Dr. Samuel Epstein M.D.
A professor of Occupational and Environmental Medicine at the School of Public Health, University of Illinois Medical Center; an internationally recognized authority on the toxic and carcinogenic effects of the environment, including ingredients and contaminants in consumer products, food, cosmetic and household products
“lifelong use of these products … clearly poses major avoidable cancer risks to the great majority of U.S. consumers, particularly infants and young children.”
Emily Yoffe
Author “Chemical Good Looks”; U.S. News & World Report, November 10, 1997
“Each day American women reach for shampoo and conditioner, deodorant, moisturizer, and dusting powder.
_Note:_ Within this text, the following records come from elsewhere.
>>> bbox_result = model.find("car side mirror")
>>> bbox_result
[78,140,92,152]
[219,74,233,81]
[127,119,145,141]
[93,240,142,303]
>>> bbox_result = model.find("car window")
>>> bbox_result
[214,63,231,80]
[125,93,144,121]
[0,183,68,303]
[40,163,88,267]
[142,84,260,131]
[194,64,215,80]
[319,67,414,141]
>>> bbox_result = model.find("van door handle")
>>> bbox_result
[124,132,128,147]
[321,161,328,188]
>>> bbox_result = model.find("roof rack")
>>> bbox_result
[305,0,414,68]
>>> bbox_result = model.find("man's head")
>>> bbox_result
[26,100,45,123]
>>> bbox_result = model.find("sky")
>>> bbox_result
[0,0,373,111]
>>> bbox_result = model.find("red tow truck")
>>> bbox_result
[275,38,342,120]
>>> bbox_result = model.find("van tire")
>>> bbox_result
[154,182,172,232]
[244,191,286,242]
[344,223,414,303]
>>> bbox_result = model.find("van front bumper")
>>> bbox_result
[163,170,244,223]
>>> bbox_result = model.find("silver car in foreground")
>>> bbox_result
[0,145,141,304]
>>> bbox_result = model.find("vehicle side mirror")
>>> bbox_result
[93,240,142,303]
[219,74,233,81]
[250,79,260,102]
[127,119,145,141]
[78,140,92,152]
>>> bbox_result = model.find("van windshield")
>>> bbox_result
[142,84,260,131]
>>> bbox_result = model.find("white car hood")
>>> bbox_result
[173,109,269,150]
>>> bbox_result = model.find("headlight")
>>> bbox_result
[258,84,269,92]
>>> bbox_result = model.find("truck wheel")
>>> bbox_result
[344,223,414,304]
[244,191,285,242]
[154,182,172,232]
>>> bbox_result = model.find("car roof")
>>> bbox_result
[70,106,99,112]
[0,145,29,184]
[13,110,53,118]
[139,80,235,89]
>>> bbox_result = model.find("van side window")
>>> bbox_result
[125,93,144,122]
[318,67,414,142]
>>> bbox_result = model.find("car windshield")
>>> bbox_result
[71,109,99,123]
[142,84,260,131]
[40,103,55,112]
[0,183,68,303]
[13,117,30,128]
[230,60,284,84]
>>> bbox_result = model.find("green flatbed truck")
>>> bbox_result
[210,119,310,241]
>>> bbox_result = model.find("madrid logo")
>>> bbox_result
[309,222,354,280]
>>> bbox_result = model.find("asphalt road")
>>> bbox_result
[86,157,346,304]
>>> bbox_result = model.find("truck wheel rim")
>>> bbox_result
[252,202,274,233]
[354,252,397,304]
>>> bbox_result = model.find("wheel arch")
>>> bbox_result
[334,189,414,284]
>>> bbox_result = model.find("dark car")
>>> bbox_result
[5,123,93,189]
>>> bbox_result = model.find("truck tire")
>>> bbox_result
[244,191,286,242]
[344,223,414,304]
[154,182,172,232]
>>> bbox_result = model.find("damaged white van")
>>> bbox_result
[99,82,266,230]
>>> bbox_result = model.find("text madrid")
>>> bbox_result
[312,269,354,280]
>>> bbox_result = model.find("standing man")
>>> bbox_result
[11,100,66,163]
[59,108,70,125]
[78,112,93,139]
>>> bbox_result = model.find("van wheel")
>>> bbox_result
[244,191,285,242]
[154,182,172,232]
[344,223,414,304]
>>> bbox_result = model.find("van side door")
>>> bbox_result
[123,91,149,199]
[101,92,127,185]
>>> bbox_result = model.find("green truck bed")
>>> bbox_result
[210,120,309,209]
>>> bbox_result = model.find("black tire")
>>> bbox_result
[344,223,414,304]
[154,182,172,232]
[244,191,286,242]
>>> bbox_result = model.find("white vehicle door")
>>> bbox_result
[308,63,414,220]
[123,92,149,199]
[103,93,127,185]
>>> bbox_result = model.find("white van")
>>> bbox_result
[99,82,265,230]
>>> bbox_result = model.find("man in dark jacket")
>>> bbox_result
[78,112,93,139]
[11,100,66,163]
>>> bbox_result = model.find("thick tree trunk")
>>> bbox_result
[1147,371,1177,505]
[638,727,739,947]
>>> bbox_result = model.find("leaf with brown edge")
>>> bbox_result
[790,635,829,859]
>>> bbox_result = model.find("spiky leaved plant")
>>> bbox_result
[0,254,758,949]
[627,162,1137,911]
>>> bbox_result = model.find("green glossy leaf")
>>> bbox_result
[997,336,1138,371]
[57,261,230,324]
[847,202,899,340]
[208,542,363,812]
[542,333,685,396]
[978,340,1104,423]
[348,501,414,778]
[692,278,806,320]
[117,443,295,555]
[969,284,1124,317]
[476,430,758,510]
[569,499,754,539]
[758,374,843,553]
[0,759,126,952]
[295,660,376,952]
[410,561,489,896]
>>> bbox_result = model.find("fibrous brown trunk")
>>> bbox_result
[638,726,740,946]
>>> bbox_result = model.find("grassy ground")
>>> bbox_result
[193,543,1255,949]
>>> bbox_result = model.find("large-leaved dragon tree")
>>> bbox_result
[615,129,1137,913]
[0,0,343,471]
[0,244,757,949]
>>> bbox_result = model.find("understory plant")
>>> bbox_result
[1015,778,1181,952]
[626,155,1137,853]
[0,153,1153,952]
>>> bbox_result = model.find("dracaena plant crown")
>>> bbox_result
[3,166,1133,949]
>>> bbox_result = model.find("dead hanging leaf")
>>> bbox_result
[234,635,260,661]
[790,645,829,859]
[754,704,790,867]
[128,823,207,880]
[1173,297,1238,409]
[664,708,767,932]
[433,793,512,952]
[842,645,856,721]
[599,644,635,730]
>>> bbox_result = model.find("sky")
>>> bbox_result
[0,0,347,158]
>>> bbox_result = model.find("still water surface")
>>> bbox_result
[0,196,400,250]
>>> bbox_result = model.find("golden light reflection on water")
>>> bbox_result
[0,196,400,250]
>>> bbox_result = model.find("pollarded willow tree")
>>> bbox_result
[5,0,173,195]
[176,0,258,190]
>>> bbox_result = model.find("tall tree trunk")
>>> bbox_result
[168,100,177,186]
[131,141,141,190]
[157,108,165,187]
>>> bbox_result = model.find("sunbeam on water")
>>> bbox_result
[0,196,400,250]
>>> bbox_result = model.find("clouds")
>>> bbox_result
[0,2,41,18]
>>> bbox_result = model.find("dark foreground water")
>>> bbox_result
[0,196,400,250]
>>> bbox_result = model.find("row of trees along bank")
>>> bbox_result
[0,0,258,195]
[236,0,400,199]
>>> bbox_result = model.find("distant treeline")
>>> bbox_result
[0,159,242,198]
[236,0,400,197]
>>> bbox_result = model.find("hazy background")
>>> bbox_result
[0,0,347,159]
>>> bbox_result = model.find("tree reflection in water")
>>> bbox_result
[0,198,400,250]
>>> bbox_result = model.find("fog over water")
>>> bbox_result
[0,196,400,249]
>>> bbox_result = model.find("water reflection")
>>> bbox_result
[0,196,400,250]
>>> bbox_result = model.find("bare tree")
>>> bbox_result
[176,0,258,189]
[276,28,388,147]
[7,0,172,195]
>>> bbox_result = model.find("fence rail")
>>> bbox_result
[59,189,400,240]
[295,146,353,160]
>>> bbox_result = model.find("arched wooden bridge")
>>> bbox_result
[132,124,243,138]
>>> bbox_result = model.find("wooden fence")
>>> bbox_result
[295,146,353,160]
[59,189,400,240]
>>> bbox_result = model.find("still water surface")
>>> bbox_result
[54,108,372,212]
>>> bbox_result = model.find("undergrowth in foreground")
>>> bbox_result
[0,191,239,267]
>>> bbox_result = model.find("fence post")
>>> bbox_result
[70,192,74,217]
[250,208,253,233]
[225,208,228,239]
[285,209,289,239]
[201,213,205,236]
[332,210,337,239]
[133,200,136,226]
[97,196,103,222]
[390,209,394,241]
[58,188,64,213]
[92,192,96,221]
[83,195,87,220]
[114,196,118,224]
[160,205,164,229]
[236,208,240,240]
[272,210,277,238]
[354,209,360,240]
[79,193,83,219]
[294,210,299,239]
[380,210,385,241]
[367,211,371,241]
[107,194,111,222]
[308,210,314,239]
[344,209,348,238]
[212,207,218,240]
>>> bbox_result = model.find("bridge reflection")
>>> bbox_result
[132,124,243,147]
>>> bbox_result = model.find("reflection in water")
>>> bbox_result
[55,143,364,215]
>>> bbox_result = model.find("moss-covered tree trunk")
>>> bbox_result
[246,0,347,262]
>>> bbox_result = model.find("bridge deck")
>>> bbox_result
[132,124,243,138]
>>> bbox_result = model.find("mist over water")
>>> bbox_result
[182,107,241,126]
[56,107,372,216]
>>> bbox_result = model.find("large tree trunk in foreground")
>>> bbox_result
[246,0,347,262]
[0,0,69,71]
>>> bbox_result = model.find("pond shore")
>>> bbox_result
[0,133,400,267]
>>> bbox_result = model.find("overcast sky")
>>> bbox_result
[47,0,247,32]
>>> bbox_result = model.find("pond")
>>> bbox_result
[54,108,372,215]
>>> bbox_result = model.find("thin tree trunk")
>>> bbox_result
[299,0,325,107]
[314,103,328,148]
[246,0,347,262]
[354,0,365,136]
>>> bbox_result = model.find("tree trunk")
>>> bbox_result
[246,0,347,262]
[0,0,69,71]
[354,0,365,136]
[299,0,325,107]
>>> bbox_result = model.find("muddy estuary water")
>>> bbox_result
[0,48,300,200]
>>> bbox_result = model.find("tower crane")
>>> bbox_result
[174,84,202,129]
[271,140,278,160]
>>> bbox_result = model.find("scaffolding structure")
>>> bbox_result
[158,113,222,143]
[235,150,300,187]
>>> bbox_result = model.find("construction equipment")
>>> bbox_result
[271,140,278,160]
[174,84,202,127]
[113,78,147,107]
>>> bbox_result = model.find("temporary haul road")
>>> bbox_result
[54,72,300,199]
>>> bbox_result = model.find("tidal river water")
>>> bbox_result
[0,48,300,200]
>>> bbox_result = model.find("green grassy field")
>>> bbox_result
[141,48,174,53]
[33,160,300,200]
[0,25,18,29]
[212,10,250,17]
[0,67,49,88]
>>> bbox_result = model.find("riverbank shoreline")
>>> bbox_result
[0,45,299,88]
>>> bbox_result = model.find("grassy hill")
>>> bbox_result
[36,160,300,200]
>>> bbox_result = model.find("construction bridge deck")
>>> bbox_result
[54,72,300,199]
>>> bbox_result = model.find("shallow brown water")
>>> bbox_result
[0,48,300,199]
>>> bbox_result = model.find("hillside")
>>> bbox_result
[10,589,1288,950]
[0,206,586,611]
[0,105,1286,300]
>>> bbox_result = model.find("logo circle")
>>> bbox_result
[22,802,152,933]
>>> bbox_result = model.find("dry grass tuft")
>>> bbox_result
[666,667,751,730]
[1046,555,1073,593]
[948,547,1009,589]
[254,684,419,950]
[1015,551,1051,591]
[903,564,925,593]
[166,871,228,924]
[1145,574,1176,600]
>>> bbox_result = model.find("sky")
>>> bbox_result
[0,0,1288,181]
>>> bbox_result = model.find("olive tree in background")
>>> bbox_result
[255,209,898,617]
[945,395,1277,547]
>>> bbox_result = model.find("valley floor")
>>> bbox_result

We apply blusher, eye shadow, mascara, and lipstick, then maybe dab on nail polish and perfume. We have just exposed ourselves to 200 different chemicals.”
Joel Bleifuss
Author “ To Die For”; In These Times; February 17, 1997 & Take a Powder”, These Times, March 3, 1997
“Cosmetics are among the most unregulated, and therefore most potentially harmful, consumer products on the market. Consumers fail to realize that what you put on your skin is absorbed into your body.”
Peter Phillips
Author, Director “Project Censored 1997 & 1998”, The News That Didn’t Make the News
“One of the cosmetic toxins that consumer advocates are most concerned about are nitrosamines, which contaminate a wide variety of cosmetic products. In the 1970’s, the nitrosamine contamination of cooked bacon and other nitrate-treated meats in the food industry became a public health issue. But today nitrosamines contaminate cosmetics at significantly higher levels than were once contained in bacon.”